Front. Vet. Sci., 14 December 2022
Sec. Animal Behavior and Welfare
Volume 9 - 2022 |

Outdoor domestic cats and wildlife: How to overrate and misinterpret field data

  • 1Institute for Applied Ethology and Animal Psychology, I.E.A.P./I.E.T., Horgen, Switzerland
  • 2Vetsuisse Faculty, University of Zurich, Zurich, Switzerland

1. Introduction

Lynn et al. (1) have questioned the moral panic over outdoor domestic cats destroying wildlife and reducing biodiversity. Although some early studies in Australia drew attention to the problem of free-ranging outdoor cats, two other recent studies about cat predation have attracted broader international media attention (2, 3) and have become the focus of considerable controversy. The current author attempts a fair appraisal of such studies and their conclusions, or rather of the interpretation and conclusions drawn by others at the expense of outdoor cats. In this review, I explain why the results of published studies purporting to show that cats are a main culprit for the disappearance of endemic wildlife on the species level, on the continents as opposed to small oceanic islands, should be questioned. This will indicate the information we still need, and need to integrate, before drawing any conclusions that condemn or exonerate free- roaming cats, in order to examine correctly the role that outdoor cats actually play in relation to wildlife.

Quite often domestic cats are considered by conservationists to be an invasive species. The cat itself is mostly responsible for its domestication (“self- domestication,” albeit with some help from ancient peoples) and the expansion of its geographic range from the Fertile Crescent area to the East, North and South. The domestic cat is an extremely flexible, adaptable species and a successful predator, in most cases capable of surviving without human support (4, 5). But as Ottoni et al. (6) have shown the domestic cat's dispersal gained momentum during the Classical period, when the Egyptian cat successfully spread throughout the Old World.

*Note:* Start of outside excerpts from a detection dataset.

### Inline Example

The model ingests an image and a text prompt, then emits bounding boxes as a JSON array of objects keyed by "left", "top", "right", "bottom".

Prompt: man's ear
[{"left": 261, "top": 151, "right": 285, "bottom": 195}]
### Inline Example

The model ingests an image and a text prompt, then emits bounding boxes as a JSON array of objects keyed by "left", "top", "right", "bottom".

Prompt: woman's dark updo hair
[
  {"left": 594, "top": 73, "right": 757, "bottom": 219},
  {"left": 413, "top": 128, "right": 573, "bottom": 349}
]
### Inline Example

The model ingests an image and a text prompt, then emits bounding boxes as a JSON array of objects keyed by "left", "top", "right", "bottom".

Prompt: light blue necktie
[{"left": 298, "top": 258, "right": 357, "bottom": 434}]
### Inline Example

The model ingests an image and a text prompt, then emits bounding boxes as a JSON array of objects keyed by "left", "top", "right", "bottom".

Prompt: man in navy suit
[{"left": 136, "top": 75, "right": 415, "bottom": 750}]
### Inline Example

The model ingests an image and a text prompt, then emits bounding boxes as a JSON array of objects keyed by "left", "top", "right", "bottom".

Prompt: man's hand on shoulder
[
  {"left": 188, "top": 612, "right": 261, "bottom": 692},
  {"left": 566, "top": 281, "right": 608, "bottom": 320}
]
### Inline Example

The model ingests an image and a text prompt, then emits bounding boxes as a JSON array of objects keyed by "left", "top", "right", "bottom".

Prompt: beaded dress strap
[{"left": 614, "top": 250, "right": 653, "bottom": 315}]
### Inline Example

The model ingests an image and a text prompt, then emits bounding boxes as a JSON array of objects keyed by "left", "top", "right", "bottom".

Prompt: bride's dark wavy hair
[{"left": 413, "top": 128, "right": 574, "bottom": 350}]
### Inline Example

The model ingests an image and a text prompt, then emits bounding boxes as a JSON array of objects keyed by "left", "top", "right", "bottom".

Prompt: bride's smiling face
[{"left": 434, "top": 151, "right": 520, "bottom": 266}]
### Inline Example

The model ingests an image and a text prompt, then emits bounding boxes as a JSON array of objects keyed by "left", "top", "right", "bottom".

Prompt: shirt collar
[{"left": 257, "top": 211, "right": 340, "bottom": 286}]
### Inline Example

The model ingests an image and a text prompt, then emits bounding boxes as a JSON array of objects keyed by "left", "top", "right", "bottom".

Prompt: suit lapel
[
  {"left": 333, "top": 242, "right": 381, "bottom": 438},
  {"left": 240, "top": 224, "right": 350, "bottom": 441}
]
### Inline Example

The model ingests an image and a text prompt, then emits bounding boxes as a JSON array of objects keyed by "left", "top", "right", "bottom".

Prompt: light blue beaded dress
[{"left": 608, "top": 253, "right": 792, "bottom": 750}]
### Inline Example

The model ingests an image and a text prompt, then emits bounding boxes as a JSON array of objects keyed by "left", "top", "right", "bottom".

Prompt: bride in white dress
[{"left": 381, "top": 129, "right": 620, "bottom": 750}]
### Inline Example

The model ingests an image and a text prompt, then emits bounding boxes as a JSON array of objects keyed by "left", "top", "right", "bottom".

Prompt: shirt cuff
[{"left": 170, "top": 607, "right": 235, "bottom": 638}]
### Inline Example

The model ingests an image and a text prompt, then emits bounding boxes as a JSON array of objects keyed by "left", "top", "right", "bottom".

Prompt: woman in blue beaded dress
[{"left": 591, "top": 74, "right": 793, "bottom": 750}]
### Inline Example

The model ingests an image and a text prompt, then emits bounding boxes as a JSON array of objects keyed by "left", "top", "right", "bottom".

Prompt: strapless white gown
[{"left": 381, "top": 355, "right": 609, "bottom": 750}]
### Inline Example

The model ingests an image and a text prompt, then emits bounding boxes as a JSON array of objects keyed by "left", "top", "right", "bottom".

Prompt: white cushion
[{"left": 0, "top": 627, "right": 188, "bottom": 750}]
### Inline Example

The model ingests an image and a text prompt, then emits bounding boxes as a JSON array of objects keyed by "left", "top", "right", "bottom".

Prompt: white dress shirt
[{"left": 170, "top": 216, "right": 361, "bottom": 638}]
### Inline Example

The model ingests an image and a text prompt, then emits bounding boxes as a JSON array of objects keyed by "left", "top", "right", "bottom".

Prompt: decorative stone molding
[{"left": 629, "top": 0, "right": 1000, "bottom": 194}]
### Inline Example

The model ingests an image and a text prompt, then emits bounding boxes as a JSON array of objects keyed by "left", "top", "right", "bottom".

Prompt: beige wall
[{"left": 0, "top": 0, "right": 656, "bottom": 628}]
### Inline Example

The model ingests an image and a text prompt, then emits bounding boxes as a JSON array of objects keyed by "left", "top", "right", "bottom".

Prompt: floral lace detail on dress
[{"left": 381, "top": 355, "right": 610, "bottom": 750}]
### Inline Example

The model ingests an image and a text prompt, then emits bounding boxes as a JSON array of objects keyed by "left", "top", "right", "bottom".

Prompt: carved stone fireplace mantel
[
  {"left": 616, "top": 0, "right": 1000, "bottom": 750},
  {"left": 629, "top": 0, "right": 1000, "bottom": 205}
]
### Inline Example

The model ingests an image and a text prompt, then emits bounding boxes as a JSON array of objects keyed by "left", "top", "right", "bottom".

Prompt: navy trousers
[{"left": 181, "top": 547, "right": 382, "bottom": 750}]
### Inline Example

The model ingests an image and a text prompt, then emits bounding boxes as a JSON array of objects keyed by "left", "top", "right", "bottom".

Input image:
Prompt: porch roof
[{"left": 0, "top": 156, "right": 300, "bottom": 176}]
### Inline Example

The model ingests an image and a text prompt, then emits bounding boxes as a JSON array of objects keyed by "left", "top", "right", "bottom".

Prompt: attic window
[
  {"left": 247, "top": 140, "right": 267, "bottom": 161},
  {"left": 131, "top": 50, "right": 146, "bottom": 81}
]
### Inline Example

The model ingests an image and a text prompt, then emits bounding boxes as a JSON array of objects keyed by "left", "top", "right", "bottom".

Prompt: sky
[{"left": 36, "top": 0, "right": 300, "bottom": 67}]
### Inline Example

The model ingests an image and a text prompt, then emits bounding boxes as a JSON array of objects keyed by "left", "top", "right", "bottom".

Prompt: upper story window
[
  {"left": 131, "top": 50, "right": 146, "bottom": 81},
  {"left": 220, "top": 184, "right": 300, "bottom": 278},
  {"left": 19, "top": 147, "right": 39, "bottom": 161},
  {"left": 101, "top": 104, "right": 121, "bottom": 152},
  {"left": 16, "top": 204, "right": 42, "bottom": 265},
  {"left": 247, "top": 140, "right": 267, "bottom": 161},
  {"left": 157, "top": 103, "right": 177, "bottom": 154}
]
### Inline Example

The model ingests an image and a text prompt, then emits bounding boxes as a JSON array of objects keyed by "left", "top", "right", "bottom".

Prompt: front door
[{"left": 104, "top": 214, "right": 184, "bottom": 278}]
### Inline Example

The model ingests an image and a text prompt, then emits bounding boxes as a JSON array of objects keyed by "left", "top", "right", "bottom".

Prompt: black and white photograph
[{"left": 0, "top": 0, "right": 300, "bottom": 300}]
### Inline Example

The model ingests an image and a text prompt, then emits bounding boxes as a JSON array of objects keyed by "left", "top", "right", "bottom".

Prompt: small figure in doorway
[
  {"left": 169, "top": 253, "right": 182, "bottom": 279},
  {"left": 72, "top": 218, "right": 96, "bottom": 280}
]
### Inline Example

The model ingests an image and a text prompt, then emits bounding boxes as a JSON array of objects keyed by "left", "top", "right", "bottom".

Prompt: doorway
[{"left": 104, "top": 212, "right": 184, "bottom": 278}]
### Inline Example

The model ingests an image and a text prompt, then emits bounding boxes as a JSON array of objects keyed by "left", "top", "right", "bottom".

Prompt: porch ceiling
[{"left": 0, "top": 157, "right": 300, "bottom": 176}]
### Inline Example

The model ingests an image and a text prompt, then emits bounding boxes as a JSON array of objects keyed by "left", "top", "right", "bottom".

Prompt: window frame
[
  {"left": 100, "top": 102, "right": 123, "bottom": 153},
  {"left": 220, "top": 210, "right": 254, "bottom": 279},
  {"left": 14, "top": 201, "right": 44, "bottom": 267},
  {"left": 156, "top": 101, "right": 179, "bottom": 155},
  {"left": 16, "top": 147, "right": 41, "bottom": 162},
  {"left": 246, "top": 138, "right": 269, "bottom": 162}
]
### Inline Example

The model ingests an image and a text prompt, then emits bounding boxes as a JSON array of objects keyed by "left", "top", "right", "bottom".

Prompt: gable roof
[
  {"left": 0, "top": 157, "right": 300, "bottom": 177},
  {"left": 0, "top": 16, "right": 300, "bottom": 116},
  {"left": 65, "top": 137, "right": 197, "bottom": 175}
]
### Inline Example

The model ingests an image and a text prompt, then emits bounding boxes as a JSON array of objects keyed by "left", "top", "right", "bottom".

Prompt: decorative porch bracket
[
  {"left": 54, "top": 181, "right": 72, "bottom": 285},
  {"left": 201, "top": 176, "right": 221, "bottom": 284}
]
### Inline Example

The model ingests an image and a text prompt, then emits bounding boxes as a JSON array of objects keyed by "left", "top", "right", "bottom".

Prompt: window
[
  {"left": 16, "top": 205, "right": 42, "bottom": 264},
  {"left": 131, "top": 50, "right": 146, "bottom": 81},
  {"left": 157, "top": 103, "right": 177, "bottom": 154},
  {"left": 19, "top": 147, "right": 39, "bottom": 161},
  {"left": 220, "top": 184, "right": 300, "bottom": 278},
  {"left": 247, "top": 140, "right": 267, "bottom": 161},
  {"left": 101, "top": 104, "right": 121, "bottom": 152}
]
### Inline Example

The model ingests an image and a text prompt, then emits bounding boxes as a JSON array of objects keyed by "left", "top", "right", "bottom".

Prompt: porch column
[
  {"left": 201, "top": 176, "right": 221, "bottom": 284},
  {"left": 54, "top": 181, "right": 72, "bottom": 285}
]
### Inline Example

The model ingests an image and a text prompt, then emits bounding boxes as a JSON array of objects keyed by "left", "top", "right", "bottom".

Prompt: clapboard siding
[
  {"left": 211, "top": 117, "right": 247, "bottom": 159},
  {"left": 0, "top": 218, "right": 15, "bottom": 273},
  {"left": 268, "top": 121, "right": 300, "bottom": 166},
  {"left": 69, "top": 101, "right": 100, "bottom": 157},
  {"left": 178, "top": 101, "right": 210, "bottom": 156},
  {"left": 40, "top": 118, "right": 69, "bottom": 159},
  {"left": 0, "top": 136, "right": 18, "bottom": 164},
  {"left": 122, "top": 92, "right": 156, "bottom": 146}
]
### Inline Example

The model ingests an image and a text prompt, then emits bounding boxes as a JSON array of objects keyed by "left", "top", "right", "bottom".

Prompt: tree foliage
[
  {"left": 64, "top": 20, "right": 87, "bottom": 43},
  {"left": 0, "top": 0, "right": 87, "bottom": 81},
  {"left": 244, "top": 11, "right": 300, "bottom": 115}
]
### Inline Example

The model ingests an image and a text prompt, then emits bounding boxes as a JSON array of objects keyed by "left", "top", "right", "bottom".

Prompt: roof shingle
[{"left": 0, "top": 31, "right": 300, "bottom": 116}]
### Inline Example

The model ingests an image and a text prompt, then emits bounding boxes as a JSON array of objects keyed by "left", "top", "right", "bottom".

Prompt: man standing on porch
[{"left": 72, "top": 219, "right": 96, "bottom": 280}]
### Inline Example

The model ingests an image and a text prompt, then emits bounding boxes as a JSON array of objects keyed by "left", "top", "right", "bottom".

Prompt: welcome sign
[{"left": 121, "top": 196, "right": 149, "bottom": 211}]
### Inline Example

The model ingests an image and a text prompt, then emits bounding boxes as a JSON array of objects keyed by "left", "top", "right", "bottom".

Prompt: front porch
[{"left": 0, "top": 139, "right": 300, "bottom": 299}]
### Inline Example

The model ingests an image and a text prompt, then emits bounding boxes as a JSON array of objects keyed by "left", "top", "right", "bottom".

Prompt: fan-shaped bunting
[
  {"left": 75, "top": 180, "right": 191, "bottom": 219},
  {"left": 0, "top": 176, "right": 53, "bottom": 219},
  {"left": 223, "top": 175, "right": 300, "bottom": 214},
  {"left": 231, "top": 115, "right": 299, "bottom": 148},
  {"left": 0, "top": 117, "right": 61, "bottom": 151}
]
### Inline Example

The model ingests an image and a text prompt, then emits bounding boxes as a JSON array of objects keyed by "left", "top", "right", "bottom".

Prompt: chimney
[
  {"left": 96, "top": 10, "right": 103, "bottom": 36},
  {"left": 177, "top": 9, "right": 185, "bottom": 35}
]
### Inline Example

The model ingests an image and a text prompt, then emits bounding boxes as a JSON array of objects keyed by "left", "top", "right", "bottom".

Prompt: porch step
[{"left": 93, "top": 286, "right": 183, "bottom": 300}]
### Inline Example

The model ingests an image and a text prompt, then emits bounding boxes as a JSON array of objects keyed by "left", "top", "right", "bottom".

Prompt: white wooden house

Further, people arguing against cats usually assume one of two vantage points: either that of (prey) animal protection and welfare (“the poor prey animals”), or that of prey species/biodiversity conservation. This essay critically addresses only the second vantage point.

2. What is known about domestic cat predatory behavior and predation?

Various facts are available from field studies throughout the world and need to be considered in any study examining the effect of cats on wildlife. A review of all published studies (over 60) on various aspects of cat predatory behavior in 1986 by Fitzgerald (7) brought many facts to light which should be considered in any estimate of the impact of cats on their prey populations.

Many of those studies were based on prey carried home by the cats and collected by the owners for the researchers. However, it has been shown that there are differences both in the numbers and species between prey carried home and prey consumed in the field (8, 9), also implying that any estimates of the numbers of prey killed by cats may be higher. Further, it is known that there are differences between the species of prey killed and consumed and those abandoned [e.g., (8, 10, 11)].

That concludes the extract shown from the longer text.